After fuelling up on energy (and fuel), we continued on to the Gaspésie National Park (where we saw that lovely moose!), crossed the St Lawrence River, visited the lovely town of Tadoussac and started driving inlands to Saguenay. That's where we had our first uncomfortable van life experience. As we were just falling asleep on a river shore rest area, five inebriated guys started showing interest to our van (I know it's the coolest, most badass van ever, but guys, privacy!). They tried opening doors, which thankfully were locked, shone light inside - which triggered an immense amusement and thrill to their game. Us, on the other side, not so amused, terrified and half asleep, did not have the reflex to drive off. Their festivity rose to another level when they tried to take air out of our tires. Eventually they found a more interesting occupation and left us alone. But even after driving away to another spot, that night, neither of us could fall back asleep.
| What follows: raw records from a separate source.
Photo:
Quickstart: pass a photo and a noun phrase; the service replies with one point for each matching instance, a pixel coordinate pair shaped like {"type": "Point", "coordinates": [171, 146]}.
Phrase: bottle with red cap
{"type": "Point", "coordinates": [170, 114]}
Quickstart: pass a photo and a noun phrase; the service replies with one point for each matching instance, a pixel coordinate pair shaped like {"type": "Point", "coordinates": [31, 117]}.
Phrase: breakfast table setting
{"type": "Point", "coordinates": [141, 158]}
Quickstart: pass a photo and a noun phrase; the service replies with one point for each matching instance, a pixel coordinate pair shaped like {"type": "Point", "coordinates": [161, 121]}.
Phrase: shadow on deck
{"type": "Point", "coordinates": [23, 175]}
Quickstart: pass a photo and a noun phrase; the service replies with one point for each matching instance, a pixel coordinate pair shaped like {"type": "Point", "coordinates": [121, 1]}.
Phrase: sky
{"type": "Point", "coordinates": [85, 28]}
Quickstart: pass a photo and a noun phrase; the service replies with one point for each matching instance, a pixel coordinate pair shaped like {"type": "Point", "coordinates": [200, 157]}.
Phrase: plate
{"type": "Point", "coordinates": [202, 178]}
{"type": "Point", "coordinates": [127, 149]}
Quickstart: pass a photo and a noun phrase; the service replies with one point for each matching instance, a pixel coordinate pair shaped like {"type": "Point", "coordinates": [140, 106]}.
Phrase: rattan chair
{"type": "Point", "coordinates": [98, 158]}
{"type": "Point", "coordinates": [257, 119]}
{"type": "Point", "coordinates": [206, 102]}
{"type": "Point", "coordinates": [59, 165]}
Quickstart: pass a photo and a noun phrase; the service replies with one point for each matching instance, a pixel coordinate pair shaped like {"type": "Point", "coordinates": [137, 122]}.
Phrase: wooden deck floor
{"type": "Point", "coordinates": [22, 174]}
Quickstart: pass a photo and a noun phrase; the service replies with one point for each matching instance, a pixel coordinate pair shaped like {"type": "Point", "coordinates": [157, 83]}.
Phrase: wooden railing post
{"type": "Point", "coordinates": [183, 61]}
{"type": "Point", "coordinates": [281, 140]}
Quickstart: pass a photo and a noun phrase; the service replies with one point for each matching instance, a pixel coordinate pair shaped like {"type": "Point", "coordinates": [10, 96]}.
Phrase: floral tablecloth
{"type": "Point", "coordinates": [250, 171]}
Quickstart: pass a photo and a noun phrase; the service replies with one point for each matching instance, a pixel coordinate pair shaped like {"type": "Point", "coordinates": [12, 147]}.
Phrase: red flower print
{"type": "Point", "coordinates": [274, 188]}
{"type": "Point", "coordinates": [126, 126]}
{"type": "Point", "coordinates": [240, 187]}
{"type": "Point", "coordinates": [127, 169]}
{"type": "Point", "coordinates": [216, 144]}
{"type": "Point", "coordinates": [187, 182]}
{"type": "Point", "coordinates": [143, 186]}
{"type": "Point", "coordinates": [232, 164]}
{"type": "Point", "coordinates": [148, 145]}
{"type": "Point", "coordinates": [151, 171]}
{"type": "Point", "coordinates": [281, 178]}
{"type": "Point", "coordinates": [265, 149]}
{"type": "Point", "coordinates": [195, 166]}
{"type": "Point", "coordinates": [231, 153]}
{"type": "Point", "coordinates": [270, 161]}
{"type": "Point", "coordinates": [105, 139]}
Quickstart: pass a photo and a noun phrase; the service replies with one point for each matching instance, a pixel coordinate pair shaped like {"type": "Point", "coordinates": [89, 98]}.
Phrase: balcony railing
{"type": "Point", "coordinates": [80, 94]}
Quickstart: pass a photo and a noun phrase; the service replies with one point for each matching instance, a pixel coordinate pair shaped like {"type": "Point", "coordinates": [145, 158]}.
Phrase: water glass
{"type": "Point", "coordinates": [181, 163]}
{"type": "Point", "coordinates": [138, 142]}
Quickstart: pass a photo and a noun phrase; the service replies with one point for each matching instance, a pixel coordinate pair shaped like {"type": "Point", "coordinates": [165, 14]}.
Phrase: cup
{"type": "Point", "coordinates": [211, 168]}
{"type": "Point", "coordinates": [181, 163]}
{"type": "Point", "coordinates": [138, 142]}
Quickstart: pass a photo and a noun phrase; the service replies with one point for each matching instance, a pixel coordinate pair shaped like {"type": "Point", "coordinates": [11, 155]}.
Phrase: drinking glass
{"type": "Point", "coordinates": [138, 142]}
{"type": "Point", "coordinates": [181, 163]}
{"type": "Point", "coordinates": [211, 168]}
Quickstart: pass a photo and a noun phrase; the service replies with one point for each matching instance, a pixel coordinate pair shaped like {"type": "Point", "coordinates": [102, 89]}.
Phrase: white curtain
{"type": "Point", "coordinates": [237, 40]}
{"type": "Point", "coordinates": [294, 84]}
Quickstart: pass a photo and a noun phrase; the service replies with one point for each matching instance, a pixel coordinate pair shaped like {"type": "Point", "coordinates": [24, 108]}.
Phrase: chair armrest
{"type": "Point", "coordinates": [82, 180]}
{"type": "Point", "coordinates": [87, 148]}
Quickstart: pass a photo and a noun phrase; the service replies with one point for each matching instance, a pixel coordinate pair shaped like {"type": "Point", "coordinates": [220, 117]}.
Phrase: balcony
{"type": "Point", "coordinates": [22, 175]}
To sum up, week five was a roller coster of emotions - first excited, then tired, then frightened. We felt like we needed a another, longer break, so we decided to drive up to Michigan, where Kevin's relative were living. We spend all of week six there, which was absolutely unplanned and made the trip take another direction (no pun intended). I'll tell you more about it in the next chapter.
As a final note I have to say that I had being going back and forth on wether to detail week five on here or not. But I feel like the truth always wins. Even if it doesn't look as dreamy and perfect as the video. Or maybe that's exactly why I write these articles: to balance it out, telling you about real life moments.